Après une France Tranquille paru en 2011 dans lequel il avait
démontré le côté affligeant de la haine ordinaire et des dérives
sécuritaires, Olivier Bordaçarre revient aujourd'hui avec Dernier Désir un livre
qui, là encore, fait preuve d'une glaciale subtilité, à la fois
dénonciatrice et expiatoire.
Voilà dix ans, Mina et Jonathan Martin ont quitté – fui - la
capitale pour gagner les bords du canal du Berry. Loin de la frénésie
des métropoles, loin de la fièvre consommatrice et désireux de
retourner à des choses essentielles où la simplicité fait loi, ils
se sont isolés dans une petite maison où ils ont eu un enfant,
Romain.
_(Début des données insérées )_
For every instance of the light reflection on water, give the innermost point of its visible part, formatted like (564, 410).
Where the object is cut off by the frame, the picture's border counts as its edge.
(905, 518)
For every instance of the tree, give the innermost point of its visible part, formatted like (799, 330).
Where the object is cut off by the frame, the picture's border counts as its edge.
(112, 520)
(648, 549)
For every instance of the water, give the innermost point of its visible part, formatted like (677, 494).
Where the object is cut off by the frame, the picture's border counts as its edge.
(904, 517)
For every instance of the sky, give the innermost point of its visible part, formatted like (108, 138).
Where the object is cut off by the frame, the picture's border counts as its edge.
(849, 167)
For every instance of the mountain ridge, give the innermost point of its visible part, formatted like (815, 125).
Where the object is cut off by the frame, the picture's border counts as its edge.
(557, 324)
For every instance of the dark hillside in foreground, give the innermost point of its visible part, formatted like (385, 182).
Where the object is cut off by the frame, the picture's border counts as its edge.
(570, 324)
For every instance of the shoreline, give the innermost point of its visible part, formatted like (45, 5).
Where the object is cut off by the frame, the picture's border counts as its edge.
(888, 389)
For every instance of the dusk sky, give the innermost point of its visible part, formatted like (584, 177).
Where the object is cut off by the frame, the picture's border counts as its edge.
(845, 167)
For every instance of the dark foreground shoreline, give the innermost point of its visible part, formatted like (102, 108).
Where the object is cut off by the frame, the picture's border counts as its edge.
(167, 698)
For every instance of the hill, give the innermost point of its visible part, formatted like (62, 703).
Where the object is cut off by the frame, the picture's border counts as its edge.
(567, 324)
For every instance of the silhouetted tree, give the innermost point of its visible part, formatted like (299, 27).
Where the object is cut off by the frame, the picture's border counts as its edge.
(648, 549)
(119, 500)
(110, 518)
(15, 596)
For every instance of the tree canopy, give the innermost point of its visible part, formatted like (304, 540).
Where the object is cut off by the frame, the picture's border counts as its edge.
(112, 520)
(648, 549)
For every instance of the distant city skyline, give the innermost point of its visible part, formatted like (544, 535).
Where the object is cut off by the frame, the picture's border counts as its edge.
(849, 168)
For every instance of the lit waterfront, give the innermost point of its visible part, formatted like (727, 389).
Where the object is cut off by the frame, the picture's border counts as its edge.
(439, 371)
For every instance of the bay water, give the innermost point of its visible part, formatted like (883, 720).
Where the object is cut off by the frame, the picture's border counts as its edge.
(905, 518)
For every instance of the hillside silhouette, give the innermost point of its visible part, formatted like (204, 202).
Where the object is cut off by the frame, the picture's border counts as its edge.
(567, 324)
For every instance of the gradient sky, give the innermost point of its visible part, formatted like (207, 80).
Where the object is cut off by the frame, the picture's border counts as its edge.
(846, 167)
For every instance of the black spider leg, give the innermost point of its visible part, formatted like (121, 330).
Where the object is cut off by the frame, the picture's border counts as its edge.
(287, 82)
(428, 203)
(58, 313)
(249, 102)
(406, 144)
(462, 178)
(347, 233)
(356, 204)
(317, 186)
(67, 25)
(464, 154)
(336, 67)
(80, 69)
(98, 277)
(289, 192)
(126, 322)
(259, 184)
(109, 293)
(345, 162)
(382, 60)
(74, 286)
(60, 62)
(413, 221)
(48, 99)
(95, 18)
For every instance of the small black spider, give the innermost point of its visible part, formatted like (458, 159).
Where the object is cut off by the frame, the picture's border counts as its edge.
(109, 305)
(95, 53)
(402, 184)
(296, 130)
Mina travaille comme guide touristique au château médiéval
du coin, Jonathan fait du miel, cultive, confectionne des meubles...
dix ans se sont donc ainsi écoulés dans une certaine quiétude
jusqu'à ce que vienne se présenter à eux un nouveau voisin,
Vladimir. Coïncidence, ils portent le même nom de famille. Mais
est-ce vraiment une coïncidence ? Car Vladimir ne va pas tarder
à dévoiler une personnalité complexe, inquiétante. Au point qu'en
l'espace de trois mois, tous vont partager bien plus qu'un simple
nom : le poids d'une folie ravageuse et contagieuse.
Après la couverture noire de La France Tranquille, celle de Dernier
désir se pare d'une blancheur éthérée. Pas de Yin et de Yang ici
mais plutôt le revers d'une même médaille, peu reluisante, reflètant les pires défauts de notre époque. A travers cette
histoire qui voit une famille voler en éclats, quand bien même elle
aspirait à la tranquillité, c'est la société de
Consommation qu'Olivier Bordaçarre a dans sa ligne de mire : la
course à la possession, l'incitation à vouloir toujours plus pour
la simple et mauvaise raison que votre voisin a plus, tout est là
jusque dans la perversion d'un système dont le potentiel destructeur
se mesure à la vacuité des existences, des laissés pour compte, de
ceux qui ont y ont cru et qui se sont ramassés.
Cette perversion c'est le personnage de Vladimir qui la porte en lui,
qui s'en fait le chantre. Il personnifie cette société de consommation,
ne serait-ce que par ses largesses financières et ses capacités de
séduction presque extraordinaires et teintées de fantastique– la
séance de coiffure de Vladimir en est une illustration
parfaite. La métaphore du Mal, si elle est assez évidente – la
référence à Vlad Dracul est parfaitement assumée -, n'en est pas
moins amenée de façon habile et efficace. Peut-être parce que la
montée en puissance de la tension, cette tension toujours palpable,
dérangeante dès les premières lignes, s'effectue par petites
touches, par de menus détails dont la somme ébranle. Peut-être
aussi, surtout, parce qu'Olivier Bordaçarre, avec une écriture
toujours aussi précise sans oublier d'être poétique, ne
s 'écarte jamais de ses personnages. Il va au cœur de leurs
préoccupations, dissèque et laisse voir l'impact du travail de sape
mené par Vladimir, jusqu'à la transformation viscérale et
inquiétante de certaines de ses victimes...
Le constat est là, en tout cas, jusque dans le rapport de temps. Dix
ans de tranquillité. Trois mois pour tout foutre en l'air. Les
sirènes de la consommation ont ce pouvoir, leur chant porte même
jusque dans les coins les plus reculés... et nul n'est à l'abri.
Dernier désir, de Olivier Bordaçarre, Fayard, 2014, 288 p.